Estábamos en mi auto, rumbo a ningún lugar en específico y seguía de mal humor.

—Creo que todos lo hicimos.

—Lo lamen...

—No lo digas—me detiene y siento su mirada sobre mí—. Tú me defendiste.

—No podía permitir que hablara mal de ti—me limito a contestar.

El silencio se hace presente y las gotas empiezan a caer sobre el parabrisas. El sonido de la lluvia es relajante y logro calmarme mientras la escucho.

Mi mirada está fijamente sobre el camino y mi mano derecha sobre la palanca de cambios. Han pasado unos 10 minutos y nadie ha dicho nada. Oigo un suspiro de su parte antes de sentir su mano sobre la mía.

—Gracias—dice en voz baja.

—No debes darlas—respondo con sinceridad.

—No quiero ofenderte pero tu madre es algo insoportable.

—Lo sé.

—Pensé que exageraste cuando me contaste sobre aquella llamada, pero he comprobado que no fue así—de reojo veo cómo frunce el ceño y no puedo dejar de sentirme mal por las palabras de mi progenitora—. Admito que no es la primera vez que una persona me cataloga de cierta manera pero lo de tu madre fue odio a primera vista. Así como tú y yo.

Una carcajada sale desde el fondo de mi garganta al escuchar sus últimas palabras, logrando sacarle una sonrisa desde que entramos al auto.

—¿Como tú y yo?—cuestiono, intentando dejar de lado el tema de mi madre.

—Sí, como tú y yo—ella asiente como niña pequeña.

—¿Y ahora qué hay entre tú y yo?—digo solo para alterarla.

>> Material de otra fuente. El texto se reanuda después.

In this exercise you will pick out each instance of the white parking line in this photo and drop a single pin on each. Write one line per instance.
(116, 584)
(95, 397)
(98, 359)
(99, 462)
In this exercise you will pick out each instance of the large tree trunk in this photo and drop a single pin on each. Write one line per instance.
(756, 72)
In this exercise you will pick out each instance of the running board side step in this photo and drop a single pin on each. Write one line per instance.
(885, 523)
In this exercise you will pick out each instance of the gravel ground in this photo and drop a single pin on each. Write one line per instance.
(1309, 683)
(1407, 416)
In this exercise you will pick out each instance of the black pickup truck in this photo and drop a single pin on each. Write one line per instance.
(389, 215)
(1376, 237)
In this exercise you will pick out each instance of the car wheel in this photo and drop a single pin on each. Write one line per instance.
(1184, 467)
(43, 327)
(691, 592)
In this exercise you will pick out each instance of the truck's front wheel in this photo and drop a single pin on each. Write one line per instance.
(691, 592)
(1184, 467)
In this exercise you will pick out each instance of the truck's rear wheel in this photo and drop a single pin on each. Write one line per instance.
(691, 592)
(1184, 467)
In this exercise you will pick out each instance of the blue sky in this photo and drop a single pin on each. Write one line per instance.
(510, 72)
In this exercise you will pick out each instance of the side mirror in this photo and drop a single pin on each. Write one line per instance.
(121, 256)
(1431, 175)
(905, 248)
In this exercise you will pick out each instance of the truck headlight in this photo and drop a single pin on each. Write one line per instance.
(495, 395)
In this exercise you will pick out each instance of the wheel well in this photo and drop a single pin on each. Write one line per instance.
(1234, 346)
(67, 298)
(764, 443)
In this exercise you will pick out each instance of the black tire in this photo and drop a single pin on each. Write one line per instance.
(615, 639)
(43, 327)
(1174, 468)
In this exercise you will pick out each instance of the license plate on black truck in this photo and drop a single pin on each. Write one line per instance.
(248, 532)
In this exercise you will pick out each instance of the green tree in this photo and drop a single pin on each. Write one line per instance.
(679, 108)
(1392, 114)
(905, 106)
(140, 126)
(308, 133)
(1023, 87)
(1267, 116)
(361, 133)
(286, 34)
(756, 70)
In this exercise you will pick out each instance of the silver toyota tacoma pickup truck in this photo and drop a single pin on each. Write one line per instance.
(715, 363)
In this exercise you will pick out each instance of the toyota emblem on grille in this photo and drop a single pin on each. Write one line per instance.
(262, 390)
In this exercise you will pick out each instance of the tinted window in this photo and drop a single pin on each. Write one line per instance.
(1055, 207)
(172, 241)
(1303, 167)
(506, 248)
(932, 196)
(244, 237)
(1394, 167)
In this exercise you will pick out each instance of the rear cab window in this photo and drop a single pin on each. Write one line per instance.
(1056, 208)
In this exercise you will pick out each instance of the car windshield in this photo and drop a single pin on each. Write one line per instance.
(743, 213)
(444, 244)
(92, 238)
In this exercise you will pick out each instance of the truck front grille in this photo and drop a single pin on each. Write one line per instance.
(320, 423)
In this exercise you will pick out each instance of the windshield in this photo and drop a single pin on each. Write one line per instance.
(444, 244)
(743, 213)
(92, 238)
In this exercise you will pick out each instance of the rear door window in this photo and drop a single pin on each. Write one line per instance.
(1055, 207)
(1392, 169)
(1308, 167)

—No lo sé... ¿Qué crees tú?

—Digamos que es simple y complicado.

Sonríe y sé que he dado en el clavo.

Segundos más tardes aparco el auto en un viejo lago, y suelto un suspiro cuando cierro la puerta, no sin antes tomar el paraguas.

—Ven—la llamo y alzo mi mano cuando estoy frente a ella.

Toma mi mano y sale del carro rápidamente. Se pega a mí para no mojarse y siento su mano rodearme por la espalda, y yo hago lo mismo. Empezamos a caminar, y agradezco que haya sido viernes informal por lo que no llevamos traje el día de hoy.

Nos acercamos lentamente al árbol y ella alza su cabeza hacia mí con el ceño fruncido.

—¿Una casa en un árbol?—pregunta volviendo a mirar hacia delante—. ¿Cuál otro capricho le habrán concedido al señor Maxwell?—escucho su risa pero me tenso.

Trago en seco y muevo un par de hojas de la escalera antes de ayudarla a subir.

—Ten cuidado—digo sosteniéndola por la cintura.

Subo detrás de ella y abro la cerradura de la puerta. La veo enarcar una ceja cuando saco la llave pero ignoro su gesto.

Cuando abro la puerta, su mirada se dirige hacia el interior y no puedo dejar de preguntarme si habría sido una buena idea traerla hasta aquí.

Whoa—dice después de unos segundos.

Entra lentamente y me parece que se fija en cada detalle al dar sus pasos. Inspiro aire profundamente y entro detrás de ella.